La seconda eccezione prevista dal Decreto Agosto riguarda l’incentivo alla risoluzione del rapporto di lavoro. Questo secondo caso deve essere preceduto da un accordo con il singolo dipendente o tramite un accordo collettivo aziendale. A tal proposito, bisogna comunque sottolineare che il lavoratore può anche rifiutarsi di firmare l’accordo. Chi, invece, accetta la proposta di fine rapporto, ha diritto a beneficiare della Naspi.

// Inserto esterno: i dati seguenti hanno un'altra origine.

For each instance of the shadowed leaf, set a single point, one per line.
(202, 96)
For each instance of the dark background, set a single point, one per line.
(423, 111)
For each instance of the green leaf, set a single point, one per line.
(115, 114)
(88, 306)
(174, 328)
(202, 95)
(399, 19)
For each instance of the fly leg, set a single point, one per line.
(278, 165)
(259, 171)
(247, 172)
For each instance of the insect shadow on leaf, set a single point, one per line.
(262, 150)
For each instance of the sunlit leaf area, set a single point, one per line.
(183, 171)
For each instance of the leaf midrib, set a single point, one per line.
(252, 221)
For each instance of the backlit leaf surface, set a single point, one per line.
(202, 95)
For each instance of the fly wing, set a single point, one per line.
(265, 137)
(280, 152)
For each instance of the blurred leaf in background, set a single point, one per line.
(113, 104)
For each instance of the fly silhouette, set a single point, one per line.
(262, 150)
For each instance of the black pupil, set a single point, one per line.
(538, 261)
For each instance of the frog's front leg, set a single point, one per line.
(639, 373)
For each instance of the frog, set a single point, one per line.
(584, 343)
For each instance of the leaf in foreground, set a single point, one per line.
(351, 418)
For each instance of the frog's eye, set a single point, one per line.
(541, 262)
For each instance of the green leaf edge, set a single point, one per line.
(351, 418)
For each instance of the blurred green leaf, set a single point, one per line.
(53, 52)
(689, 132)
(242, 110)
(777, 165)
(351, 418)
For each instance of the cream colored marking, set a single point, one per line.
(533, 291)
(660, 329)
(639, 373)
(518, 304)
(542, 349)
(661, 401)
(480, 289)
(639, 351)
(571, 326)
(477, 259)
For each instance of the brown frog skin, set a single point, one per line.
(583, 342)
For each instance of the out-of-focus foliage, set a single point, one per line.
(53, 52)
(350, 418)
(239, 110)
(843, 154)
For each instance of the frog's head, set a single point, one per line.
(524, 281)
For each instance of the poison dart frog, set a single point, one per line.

La terza e ultima eccezione prevista riguarda il fallimento dell’impresa con conseguente cessazione dell’attività. Occorre fare una precisazione anche su quest’ultimo punto: il licenziamento è lecito quando non è fissato l’esercizio provvisorio, mentre è vietato mandare a casa quei dipendenti occupati nei rami aziendali non interessati dalla cessazione dell’attività.
Altri tre casi
I primi tre casi di licenziamenti elencati qui sopra sono quelli ufficiali, previsti cioè dal Decreto Agosto. Ce ne sarebbero però almeno altri tre, secondo quanto riportato dalle principali testate giornalistiche, che a loro volta citano i commentatori della norma. Il primo caso prevede il licenziamento legittimo quando scadono le 18 settimane della cassa integrazione. Il secondo, invece, riguarda il termine dei 4 mesi di esonero contributivo, dopo il quale il datore di lavoro può interrompere forzatamente il rapporto di lavoro. Infine, la terza situazione portata all’attenzione ha per oggetto il cambiamento di organico all’interno di un’impresa che ha come conseguenza diretta la chiusura definitiva di un ramo aziendale. Anche in questi tre casi, dunque, i titolari di un’azienda sono liberi di licenziare uno o più personale del proprio organico di dipendenti.